Random partition in almost equisized groups.

Parameters:

k (int) – How many partitions to create.
iterable (array) – The iterable to be partitioned.

Returns:

results (list of int lists.)
contributed by kennytm on stackoverflow.com/questions/3760752

prosstt.sim_utils.simulate_base_gene_exp(tree, relative_means, abs_max=5000, gene_mean=0.8, gene_std=1)¶

Samples appropriate base expression values for each gene. The criterion applied is that the absolute average gene expression does not surpass a certain threshold.
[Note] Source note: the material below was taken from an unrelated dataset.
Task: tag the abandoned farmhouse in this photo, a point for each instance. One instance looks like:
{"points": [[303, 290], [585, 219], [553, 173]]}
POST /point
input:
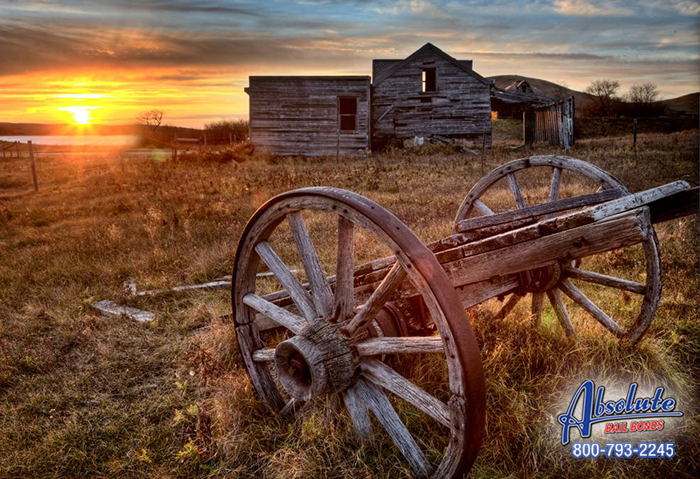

Parameters:	tree (Tree) – A lineage tree object. relative_means (Series) – Relative mean expression for all genes on every lineage tree branch abs_max (int, optional) – Highest allowed value for the absolute average expression of a gene along the lineage tree gene_mean (float, optional) – Average of the log-normal distribution from which the base gene expression values are sampled gene_std (float, optional) – Standard deviation of the log-normal distribution from which the base gene expression values are sampled
Returns:	base_gene_exp – An array that contains base expression values for each gene
Return type:	numpy.ndarray

prosstt.sim_utils.test_correlation(W, k, cutoff)¶

For a column of a matrix, test if previous columns correlate with it.

Parameters:	W (numpy array) – The matrix to test. k (int) – Compare columns from 0 to k-1 with column k. cutoff (float) – Correlation above the cut-off will be considered too much. Should be between 0 and 1 but is not explicitly tested.